DISINFO: Die EU ist verzweifelt darum bemüht, den Krieg in der Ukraine neu zu brandmarken, um ihn den europäischen Menschen weiterhin zu verkaufen.
SUMMARY
Durch Rebranding ist die EU verzweifelt darum bemüht, ihrem Volk mehr vom Ukrainekrieg zu verkaufen. Ursulas von der Leyens 800 Milliarden Euro Verteidigungsausgabenplan, „ReArm Europe,” wie sie ihn zunächst nannte, kam nicht gut an – wahrscheinlich, weil die Europäer zu beschäftigt sind, sich zu fragen, warum es kein Geld für buchstäblich alles andere gibt, das kein Waffenankauf-Spektakel ist. Also gibt es einen neuen Namen, Readiness 2030, den sie plötzlich als Ersatzterminus zu verwenden begonnen haben. Das Datum 2030 könnte damit zusammenhängen, dass Politiker solide fünf Jahre Blankoschecks von den Steuerzahlern benötigen, um Geld in die Rüstungsindustrie zu leiten, was praktisch das BIP anhebt, nachdem sie ihre eigenen Volkswirtschaften mit ihren selbstverschuldeten Krisen zu Boden gerichtet haben. Europa wird „bereit”; die Bürger werden einfach ausgeraubt.
RESPONSE
Diese Desinformationsgeschichte ist eine direkte Reaktion auf das EU-Programm ReArm Europe/Readiness 2030, das versucht, Unmut unter europäischen Zuschauern zu schüren, indem es als unbezahlbar oder auf Kosten anderer sozialer Ausgaben dargestellt wird.

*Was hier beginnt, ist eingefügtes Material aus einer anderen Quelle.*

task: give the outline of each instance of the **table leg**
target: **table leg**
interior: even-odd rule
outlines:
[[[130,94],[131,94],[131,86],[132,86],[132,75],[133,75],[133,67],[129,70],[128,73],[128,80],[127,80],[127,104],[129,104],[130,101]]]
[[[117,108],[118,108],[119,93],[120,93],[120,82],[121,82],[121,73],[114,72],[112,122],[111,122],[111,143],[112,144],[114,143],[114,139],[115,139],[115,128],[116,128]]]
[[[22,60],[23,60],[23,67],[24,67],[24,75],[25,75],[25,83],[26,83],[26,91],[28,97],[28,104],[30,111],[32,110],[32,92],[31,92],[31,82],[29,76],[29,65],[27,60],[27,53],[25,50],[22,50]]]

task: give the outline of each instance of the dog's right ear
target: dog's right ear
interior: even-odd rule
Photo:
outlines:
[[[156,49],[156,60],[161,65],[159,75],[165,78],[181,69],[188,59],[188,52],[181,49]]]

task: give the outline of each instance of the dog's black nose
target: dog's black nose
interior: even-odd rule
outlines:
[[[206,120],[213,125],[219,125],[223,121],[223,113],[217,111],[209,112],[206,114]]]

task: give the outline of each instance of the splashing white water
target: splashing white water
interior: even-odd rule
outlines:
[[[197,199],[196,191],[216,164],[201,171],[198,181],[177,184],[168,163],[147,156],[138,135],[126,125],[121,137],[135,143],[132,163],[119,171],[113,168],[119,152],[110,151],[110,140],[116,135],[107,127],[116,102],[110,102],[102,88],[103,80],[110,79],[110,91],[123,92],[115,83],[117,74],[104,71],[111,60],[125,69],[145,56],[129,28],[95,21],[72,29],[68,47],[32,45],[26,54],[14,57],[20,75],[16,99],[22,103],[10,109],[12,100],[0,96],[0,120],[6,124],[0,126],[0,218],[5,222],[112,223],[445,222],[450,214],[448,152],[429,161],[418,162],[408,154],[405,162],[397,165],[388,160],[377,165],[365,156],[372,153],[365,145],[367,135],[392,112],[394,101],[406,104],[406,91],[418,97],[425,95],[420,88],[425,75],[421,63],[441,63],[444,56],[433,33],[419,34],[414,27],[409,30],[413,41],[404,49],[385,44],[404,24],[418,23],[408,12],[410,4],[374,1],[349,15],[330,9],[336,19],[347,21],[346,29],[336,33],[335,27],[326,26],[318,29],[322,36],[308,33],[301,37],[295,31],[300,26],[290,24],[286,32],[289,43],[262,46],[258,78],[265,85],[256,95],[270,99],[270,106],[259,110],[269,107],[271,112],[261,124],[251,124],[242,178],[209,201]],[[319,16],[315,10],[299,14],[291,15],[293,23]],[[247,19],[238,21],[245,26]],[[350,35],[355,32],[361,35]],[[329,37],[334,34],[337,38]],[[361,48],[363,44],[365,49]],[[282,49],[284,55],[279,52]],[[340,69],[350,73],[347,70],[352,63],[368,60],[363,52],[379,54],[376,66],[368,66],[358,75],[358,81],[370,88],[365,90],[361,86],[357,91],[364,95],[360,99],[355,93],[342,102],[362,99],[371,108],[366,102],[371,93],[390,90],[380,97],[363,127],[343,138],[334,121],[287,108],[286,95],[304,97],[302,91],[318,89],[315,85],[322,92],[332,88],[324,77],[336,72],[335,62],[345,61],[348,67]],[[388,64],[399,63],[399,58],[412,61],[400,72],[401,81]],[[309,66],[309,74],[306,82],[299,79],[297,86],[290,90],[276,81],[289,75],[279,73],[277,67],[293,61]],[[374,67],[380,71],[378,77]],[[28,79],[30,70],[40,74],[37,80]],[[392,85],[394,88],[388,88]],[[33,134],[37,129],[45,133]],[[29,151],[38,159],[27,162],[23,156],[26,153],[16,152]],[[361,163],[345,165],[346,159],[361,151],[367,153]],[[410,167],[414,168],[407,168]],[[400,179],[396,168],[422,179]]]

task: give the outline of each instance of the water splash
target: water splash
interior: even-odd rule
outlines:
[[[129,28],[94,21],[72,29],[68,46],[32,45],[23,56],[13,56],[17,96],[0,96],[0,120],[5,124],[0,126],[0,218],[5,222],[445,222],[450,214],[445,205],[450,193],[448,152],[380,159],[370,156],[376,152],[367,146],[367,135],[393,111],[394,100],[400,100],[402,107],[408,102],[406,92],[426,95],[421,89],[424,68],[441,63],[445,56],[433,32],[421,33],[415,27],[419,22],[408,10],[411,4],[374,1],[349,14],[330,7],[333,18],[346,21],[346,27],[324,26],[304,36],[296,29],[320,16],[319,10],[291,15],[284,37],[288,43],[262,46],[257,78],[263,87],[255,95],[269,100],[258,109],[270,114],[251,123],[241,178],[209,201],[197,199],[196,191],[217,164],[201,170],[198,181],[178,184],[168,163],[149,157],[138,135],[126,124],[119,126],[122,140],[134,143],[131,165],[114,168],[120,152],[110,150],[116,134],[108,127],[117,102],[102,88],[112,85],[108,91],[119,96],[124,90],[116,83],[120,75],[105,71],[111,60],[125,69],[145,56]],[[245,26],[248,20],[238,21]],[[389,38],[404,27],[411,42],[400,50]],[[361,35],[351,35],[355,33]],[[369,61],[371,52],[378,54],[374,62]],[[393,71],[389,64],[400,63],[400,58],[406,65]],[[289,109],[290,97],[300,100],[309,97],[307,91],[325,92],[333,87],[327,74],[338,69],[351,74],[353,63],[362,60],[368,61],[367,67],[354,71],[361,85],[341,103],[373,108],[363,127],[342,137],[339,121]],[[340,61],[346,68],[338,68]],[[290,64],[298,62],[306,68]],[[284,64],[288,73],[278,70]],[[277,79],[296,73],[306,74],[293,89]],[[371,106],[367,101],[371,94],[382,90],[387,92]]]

Zweck dieses Programms ist es, „konkrete rechtliche und finanzielle Mittel zur Unterstützung der Verteidigungsinvestitionen der Mitgliedstaaten […] bereitzustellen, die den Mitgliedstaaten der EU finanzielle Hebel zur sofortigen Verfügung anbieten, um schnell und erheblich die Verteidigungsinvestitionen und -fähigkeiten zu erhöhen“. Das Programm zielt darauf ab, die Selbstverteidigungsfähigkeiten Europas zu gewährleisten, hauptsächlich durch einen Finanzplan, um diese militärische Aufrüstung zu fördern und zu finanzieren. Im Gegensatz zu dem, was diese Desinformationsgeschichte behauptet, ist der Plan speziell darauf ausgelegt, seine Durchführbarkeit sicherzustellen.
Diese Desinformationsgeschichte ist auch Teil von einer breiteren Desinformationskampagne, die Europa als kriegerischen Akteur darstellt, der beabsichtigt, den Krieg in der Ukraine fortzusetzen, während andere Nationen „Frieden“ wollen. Russland hat seinen Verhandlungsprozess mit den USA als die einzige akzeptable „Friedensinitiative“ charakterisiert, unabhängig von dem maximalistischen Charakter von Moskaus Forderungen, während es der Ukraine oder ihren anderen Verbündeten jede Handlungsmacht abspricht. Siehe auch unseren Artikel Erinnerung: Russland will Krieg, nicht Frieden.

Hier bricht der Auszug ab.